Sensors capable of operating in Scotland’s infamous rain, snow and fog are providing data that could help autonomous vehicles see and operate safely in adverse weather. Thanks to the Radiate project led by Heriot-Watt University, a new data set has been published that includes three hours of radar images and 200,000 tagged road actors, including other vehicles and pedestrians, gathered in the country’s often inclement weather.
The data set helps solve a problem that has been facing manufacturers and researchers of autonomous vehicles. Until now, almost all the available, labeled data has been based on sunny, clear days. This meant there was no public data available to help develop autonomous vehicles that can operate safely in adverse weather conditions.
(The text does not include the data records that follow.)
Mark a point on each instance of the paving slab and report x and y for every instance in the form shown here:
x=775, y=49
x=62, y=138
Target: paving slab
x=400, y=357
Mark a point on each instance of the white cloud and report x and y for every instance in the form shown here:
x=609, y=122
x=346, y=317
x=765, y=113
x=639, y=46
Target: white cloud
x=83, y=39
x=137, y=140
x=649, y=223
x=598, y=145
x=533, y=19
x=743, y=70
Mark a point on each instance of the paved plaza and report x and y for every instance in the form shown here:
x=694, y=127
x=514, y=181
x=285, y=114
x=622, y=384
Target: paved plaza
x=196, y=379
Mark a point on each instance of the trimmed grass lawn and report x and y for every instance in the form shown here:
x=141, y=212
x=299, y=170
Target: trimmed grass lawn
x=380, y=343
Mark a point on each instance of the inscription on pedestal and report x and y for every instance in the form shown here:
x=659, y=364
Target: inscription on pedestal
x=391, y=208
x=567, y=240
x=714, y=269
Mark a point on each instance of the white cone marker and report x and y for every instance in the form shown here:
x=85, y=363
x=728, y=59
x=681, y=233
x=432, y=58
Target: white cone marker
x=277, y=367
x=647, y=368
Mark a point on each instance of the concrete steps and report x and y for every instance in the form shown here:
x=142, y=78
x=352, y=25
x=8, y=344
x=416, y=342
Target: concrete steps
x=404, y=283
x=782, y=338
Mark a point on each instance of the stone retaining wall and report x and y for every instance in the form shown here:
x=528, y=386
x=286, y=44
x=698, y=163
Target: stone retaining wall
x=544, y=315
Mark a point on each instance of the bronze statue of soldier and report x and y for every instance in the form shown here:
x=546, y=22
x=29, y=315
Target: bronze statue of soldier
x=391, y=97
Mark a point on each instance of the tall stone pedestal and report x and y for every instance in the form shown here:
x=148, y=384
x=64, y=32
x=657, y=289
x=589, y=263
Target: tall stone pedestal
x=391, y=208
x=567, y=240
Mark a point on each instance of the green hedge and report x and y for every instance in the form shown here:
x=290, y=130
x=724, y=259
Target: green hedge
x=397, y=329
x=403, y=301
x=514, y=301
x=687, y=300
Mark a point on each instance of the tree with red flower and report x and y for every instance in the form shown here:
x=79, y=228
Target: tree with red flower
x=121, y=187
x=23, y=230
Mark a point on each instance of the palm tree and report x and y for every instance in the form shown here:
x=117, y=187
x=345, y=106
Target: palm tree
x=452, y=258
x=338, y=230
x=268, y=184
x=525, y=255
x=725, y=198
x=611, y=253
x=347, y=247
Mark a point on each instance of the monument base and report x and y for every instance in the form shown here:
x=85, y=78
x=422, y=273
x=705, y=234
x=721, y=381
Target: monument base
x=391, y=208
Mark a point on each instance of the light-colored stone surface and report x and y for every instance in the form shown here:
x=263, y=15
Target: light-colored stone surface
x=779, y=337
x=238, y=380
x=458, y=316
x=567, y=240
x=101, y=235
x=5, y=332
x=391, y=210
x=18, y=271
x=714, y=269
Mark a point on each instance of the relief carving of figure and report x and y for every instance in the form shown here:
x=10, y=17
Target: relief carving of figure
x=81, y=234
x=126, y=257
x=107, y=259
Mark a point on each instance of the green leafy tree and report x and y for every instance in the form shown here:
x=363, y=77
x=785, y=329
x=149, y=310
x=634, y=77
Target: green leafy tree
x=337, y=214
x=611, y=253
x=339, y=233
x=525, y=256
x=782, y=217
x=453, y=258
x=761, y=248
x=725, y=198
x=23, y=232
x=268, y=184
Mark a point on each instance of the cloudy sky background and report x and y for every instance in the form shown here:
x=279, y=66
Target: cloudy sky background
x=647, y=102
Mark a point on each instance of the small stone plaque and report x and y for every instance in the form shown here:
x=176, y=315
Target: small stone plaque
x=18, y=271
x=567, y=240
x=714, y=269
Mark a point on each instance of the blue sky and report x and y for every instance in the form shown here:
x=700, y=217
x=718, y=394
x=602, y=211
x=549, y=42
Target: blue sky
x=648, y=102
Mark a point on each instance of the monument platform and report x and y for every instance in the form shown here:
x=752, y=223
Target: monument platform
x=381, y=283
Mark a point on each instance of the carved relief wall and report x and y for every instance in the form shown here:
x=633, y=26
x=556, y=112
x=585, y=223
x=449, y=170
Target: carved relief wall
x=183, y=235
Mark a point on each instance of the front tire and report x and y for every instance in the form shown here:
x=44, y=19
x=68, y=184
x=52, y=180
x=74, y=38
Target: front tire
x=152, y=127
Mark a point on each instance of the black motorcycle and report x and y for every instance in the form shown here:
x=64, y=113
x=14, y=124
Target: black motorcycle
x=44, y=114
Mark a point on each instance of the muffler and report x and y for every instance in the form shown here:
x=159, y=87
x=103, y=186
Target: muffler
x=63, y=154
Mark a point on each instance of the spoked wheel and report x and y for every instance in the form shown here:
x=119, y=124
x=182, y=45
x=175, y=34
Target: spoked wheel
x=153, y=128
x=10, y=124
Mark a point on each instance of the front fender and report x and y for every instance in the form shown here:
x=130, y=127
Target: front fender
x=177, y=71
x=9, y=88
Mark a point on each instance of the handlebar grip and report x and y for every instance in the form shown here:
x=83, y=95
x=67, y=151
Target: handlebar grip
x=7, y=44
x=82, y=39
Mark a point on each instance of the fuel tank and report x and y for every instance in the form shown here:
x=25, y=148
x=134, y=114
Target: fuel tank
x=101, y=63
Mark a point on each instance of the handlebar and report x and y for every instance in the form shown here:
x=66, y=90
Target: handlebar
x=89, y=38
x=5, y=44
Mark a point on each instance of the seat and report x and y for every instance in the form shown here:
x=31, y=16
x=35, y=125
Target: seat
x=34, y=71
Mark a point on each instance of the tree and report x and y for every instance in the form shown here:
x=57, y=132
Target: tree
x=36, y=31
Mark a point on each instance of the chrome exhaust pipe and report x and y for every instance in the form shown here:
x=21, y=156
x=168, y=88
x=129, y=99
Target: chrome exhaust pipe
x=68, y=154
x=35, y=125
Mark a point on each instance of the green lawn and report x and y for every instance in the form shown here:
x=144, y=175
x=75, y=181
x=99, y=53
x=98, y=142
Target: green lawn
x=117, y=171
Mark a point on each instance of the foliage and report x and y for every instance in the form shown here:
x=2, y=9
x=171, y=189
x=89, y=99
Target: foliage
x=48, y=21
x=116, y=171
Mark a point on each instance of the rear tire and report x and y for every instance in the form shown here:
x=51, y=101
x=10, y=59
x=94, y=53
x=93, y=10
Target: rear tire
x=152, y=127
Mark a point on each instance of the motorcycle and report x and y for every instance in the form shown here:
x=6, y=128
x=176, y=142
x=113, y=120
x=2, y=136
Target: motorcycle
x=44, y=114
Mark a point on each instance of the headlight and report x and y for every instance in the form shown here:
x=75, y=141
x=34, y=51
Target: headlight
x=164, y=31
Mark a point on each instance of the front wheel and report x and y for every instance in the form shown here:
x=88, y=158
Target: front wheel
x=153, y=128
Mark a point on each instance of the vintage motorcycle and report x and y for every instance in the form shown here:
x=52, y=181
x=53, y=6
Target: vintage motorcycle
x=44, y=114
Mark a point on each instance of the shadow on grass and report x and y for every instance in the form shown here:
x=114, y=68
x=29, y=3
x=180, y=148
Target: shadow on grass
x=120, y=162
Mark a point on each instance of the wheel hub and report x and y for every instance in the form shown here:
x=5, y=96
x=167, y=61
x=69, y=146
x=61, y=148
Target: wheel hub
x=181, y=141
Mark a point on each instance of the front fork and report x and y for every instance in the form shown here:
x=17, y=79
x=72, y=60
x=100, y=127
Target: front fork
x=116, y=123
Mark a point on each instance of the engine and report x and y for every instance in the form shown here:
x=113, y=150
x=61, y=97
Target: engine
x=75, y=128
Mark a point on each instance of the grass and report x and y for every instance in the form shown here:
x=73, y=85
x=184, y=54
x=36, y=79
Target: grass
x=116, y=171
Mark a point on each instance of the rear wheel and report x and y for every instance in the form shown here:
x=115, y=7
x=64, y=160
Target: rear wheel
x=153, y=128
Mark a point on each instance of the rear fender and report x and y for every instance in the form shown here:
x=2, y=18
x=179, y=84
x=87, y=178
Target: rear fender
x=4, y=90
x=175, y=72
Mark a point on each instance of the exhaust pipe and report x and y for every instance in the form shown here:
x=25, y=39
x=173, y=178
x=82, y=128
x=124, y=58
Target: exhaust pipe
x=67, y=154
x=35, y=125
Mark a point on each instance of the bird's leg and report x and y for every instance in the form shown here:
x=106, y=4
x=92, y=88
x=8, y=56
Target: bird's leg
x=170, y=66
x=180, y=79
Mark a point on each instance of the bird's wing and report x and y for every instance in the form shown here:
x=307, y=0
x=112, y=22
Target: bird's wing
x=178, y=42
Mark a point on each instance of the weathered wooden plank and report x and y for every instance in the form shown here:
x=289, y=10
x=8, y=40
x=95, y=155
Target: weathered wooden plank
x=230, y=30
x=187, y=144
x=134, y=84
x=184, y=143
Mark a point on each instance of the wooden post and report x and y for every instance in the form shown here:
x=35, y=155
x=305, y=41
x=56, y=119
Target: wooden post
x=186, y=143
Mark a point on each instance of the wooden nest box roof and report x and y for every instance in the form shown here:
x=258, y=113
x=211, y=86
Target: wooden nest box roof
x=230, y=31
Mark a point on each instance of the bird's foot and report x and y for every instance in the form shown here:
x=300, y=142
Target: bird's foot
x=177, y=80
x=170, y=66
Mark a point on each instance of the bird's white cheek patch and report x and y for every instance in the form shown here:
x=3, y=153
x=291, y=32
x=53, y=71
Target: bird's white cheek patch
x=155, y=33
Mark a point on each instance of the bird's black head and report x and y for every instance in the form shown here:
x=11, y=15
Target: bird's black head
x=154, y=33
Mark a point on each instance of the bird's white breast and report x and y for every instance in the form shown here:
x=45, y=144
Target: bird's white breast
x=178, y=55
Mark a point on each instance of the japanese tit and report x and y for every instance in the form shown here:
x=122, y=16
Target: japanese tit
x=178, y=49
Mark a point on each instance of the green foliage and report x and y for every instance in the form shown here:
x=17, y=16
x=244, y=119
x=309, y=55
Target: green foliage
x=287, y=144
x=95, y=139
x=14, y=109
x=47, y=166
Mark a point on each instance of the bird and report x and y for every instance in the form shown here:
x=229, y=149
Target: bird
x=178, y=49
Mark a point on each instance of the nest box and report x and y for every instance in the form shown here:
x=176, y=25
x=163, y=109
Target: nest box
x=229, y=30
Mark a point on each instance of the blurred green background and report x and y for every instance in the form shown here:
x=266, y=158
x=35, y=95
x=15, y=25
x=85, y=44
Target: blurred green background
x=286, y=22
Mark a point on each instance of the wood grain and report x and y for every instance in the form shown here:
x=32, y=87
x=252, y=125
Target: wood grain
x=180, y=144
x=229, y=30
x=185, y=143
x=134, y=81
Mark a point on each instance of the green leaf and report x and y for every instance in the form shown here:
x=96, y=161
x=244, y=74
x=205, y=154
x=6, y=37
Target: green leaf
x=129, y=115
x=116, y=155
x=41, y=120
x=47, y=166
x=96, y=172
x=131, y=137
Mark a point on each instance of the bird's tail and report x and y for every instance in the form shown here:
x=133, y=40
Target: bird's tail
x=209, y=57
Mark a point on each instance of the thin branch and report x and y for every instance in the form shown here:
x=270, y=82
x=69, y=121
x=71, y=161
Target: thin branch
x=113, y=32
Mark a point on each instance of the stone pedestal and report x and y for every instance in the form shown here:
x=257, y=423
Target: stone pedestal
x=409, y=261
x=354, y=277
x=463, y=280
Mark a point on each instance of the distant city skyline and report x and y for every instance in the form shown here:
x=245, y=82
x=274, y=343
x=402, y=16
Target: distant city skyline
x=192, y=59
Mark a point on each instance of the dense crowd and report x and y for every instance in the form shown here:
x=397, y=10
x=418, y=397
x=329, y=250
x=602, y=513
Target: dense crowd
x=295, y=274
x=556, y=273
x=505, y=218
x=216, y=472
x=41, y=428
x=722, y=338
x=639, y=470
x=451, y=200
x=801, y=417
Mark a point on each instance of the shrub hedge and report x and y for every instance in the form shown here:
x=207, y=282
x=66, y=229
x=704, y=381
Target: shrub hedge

It has also relied primarily on data collected from optical sensors, which, much like human vision, don’t work as well during bad weather.
Professor Andrew Wallace and Dr Sen Wang of Herriot Watt have been collecting the data since 2019, when they kitted out a van with light detection and ranging (lidar), radar and stereo cameras, and geopositioning devices.
They drove the car around Edinburgh and the Scottish Highlands to capture urban and rural roads at all times of day and night, purposefully chasing bad weather.
Wallace explained. “Data sets are essential to developing and benchmarking perception systems for autonomous vehicles. We’re many years from driverless cars being on the streets, but autonomous vehicles are already being used in controlled circumstances or piloting areas. We’ve shown that radar can help autonomous vehicles to navigate, map and interpret their environment in bad weather, when vision and lidar can fail.”
The team is based at Heriot-Watt’s Institute of Sensors, Signals and Systems, which has already developed classical and deep learning approaches to interpreting sensory data.
The team says its ultimate goal is to improve perception capability. Wallace concluded, “We need to improve the resolution of the radar, which is naturally fuzzy. If we can combine hi-res optical images with the weather-penetrating capability of enhanced radar that takes us closer to autonomous vehicles being able to see and map better, and ultimately navigate more safely.”